Daily | In the Works | Stillman, Iñárritu, Jonze

Chloë Sevigny in 'The Cosmopolitans'

Chloë Sevigny in ‘The Cosmopolitans’

Whit Stillman‘s shot an Amazon Studios pilot for The Cosmopolitans in Paris with Chloë Sevigny and Adam Brody. You can watch a behind-the-scenes featurette at Vanity Fair (2’18”) and, for Vulture, William Van Meter‘s spoken with Stillman and a pretty excited Sevigny. As Katie Rife reports at the AV Club, The Cosmopolitans is one of five potential series Amazon will be introducing on August 28 and, “as in the past, the fate of each series will be heavily influenced by viewers.” The other four: Marc Forster’s Hand of God with Ron Perlman, Shaun Cassidy and Otto Bathurst’s Hysteria with Mena Suvari, David Gordon Green’s Red Oaks with Craig Roberts (and produced by Steven Soderbergh) and Jay Chandrasekhar’s Really with Sarah Chalke and Selma Blair.
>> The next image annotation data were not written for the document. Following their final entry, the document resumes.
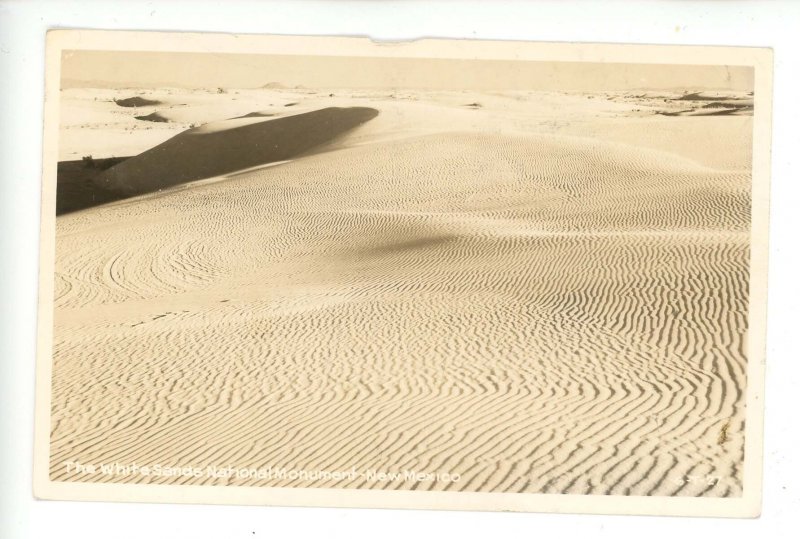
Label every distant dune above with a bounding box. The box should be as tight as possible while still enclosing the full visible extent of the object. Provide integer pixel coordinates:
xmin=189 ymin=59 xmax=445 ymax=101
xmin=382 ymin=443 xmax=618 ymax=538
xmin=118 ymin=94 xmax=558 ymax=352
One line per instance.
xmin=96 ymin=107 xmax=378 ymax=196
xmin=114 ymin=96 xmax=161 ymax=107
xmin=136 ymin=112 xmax=169 ymax=122
xmin=50 ymin=85 xmax=752 ymax=497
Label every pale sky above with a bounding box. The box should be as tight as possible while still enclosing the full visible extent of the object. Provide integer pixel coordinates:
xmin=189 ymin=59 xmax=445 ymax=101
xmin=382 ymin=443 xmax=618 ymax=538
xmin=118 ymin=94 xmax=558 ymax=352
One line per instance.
xmin=62 ymin=50 xmax=753 ymax=91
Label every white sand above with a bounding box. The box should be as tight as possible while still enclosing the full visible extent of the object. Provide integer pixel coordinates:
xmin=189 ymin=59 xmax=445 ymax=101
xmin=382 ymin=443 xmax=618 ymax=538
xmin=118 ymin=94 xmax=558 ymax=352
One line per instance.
xmin=51 ymin=89 xmax=752 ymax=496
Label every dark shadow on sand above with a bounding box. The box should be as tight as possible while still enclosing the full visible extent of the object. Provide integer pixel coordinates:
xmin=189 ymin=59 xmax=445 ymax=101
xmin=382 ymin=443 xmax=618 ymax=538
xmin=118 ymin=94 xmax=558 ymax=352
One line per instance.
xmin=56 ymin=107 xmax=378 ymax=215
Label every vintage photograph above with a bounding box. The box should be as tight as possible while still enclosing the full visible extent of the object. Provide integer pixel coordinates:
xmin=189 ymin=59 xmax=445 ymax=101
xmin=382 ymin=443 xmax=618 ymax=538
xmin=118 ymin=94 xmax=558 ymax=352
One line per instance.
xmin=32 ymin=32 xmax=771 ymax=516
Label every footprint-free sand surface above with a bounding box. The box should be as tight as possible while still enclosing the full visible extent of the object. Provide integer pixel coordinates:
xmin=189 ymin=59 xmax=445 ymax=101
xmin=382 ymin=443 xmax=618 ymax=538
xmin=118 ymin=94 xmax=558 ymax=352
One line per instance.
xmin=51 ymin=88 xmax=752 ymax=496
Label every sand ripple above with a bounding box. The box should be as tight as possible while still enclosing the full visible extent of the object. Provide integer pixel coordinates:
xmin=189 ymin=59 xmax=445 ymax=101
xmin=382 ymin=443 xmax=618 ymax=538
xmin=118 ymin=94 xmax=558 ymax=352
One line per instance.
xmin=51 ymin=127 xmax=750 ymax=496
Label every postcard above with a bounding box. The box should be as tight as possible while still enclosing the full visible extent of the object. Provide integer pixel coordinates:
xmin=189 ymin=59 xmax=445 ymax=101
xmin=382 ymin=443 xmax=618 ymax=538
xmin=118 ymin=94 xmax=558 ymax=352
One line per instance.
xmin=34 ymin=30 xmax=772 ymax=517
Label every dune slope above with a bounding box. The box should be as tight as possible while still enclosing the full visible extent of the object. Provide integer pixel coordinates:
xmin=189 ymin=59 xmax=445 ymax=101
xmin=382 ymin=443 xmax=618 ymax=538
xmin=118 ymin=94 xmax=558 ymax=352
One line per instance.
xmin=51 ymin=119 xmax=750 ymax=496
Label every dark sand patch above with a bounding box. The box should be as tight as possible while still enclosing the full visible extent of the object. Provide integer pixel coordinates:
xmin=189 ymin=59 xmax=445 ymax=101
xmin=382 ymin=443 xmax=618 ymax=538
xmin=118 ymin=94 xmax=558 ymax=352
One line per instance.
xmin=56 ymin=157 xmax=129 ymax=215
xmin=114 ymin=96 xmax=161 ymax=107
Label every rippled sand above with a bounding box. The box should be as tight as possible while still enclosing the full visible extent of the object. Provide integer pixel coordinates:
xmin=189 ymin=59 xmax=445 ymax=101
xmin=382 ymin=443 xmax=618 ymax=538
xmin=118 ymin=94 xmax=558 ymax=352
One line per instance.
xmin=51 ymin=86 xmax=752 ymax=496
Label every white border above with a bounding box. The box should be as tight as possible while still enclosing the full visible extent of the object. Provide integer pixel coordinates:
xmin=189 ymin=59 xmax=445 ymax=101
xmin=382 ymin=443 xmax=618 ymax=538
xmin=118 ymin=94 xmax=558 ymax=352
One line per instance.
xmin=29 ymin=30 xmax=772 ymax=517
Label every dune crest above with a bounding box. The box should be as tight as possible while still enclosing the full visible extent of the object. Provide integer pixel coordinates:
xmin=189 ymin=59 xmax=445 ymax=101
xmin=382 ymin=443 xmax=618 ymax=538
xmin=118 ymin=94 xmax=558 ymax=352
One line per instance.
xmin=95 ymin=107 xmax=378 ymax=196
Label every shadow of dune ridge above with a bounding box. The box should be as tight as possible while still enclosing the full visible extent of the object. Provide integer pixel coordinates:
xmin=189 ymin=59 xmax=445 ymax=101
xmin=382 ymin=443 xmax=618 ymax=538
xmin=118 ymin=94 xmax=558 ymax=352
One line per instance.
xmin=94 ymin=107 xmax=378 ymax=197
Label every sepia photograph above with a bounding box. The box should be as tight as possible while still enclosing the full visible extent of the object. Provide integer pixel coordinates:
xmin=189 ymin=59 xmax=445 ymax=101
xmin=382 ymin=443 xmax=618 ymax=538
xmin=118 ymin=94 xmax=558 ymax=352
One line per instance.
xmin=35 ymin=30 xmax=771 ymax=516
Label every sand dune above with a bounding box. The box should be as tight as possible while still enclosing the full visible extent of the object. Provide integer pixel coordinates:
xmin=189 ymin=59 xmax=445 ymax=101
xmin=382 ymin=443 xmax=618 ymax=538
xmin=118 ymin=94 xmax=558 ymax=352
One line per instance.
xmin=96 ymin=107 xmax=378 ymax=195
xmin=51 ymin=90 xmax=750 ymax=496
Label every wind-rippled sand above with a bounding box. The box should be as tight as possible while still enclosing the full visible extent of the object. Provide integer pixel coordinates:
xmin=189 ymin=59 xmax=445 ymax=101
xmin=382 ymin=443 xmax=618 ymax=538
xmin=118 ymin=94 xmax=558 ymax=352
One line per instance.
xmin=51 ymin=88 xmax=752 ymax=496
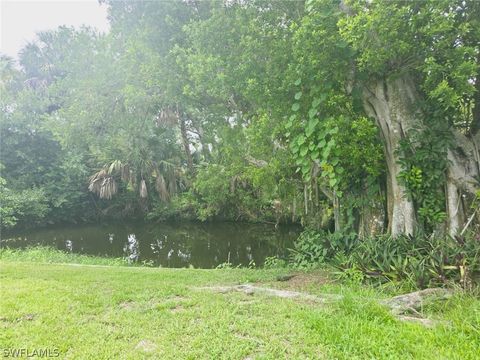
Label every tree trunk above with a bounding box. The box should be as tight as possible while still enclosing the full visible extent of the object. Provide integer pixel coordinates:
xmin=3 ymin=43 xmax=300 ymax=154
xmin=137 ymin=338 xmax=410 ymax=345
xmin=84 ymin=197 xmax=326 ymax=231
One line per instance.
xmin=363 ymin=75 xmax=421 ymax=236
xmin=178 ymin=114 xmax=193 ymax=173
xmin=445 ymin=131 xmax=480 ymax=237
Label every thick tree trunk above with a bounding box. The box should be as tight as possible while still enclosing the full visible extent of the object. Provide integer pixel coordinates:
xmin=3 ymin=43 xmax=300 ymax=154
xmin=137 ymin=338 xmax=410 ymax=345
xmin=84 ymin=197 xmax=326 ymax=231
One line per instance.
xmin=363 ymin=76 xmax=421 ymax=236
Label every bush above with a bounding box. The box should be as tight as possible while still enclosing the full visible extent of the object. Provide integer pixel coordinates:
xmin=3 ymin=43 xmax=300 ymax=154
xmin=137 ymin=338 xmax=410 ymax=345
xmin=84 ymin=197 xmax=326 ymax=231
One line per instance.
xmin=0 ymin=178 xmax=49 ymax=229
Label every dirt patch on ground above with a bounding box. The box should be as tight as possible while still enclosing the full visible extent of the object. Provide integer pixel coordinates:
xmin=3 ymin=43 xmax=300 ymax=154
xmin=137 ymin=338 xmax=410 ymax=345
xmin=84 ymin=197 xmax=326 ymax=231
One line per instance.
xmin=271 ymin=271 xmax=334 ymax=291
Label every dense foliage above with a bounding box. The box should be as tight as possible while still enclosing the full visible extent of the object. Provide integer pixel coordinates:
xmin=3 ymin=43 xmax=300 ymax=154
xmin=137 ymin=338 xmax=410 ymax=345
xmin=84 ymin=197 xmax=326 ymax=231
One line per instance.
xmin=0 ymin=0 xmax=480 ymax=245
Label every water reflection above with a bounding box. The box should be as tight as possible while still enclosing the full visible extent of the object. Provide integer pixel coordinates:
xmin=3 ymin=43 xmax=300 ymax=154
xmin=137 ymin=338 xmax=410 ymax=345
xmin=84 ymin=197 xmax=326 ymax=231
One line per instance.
xmin=0 ymin=223 xmax=299 ymax=268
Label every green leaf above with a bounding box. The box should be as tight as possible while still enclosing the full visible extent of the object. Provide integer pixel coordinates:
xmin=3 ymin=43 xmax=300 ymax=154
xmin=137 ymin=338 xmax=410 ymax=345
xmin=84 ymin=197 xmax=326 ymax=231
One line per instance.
xmin=300 ymin=146 xmax=308 ymax=157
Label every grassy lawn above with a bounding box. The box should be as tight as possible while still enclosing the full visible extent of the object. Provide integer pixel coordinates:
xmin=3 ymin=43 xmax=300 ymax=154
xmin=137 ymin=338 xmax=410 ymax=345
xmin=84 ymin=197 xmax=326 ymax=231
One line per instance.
xmin=0 ymin=252 xmax=480 ymax=359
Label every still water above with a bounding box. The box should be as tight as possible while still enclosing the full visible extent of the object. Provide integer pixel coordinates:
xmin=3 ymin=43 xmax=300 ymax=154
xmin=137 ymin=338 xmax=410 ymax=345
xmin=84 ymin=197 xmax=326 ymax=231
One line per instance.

Alejandro González Iñárritu’s One Percent, a ten-episode television drama series, will feature Ed Helms, Hilary Swank and Ed Harris. Ben Travers has details at Indiewire.

Producer Cassian Elwes has announced that Werner Herzog‘s Queen of the Desert, featuring Nicole Kidman, James Franco, Robert Pattinson and Damian Lewis, won’t be ready for the Toronto or Telluride film festivals. The Playlist‘s Kevin Jagernauth has details. Also: Pussy Riot’s Nadya Tolokonnikova and Maria Alyokhina will appear in the third season of House of Cards.

Betty Boop, the 1930s cartoon character that has lived on via thousands of T-shirts and other ephemera, is to be brought into the 21st century by Simon Cowell,” reports Ben Beaumont-Thomas in the Guardian. “The film arm of his company Syco Entertainment is partnering with Animal Logic, the team behind the animation on The Lego Movie, on a film described by Variety as ‘a music-driven hybrid animated comedy.'”

Spike Jonze and Jonah Hill have co-written a one-act play that’ll premiere during New York Fashion Week, reports Eric Eidelstein for Indiewire.

Lyle is “a peculiarly potent and eerie drama concerning a mother named Leah (Gaby Hoffmann) who loses her young son in a freak accident and begins to suspect it wasn’t an accident at all,” writes Stephen Saito, introducing his interview with director Stewart Thorndike and producer Alex Scharfman. Together, they’ve decided “to go outside the system to create and distribute a trio of psychologically frightening female-led flicks, of which Lyle is only the start. To whet the appetite for their second feature Putney, which naturally is set at a hotel possessing inexplicable mysteries for four guests inspired to go on an adventure by a TED Talk, Thorndike and Scharfman have put Lyle online for anyone to watch for the duration of Putney‘s Kickstarter campaign (ending Sept. 18).”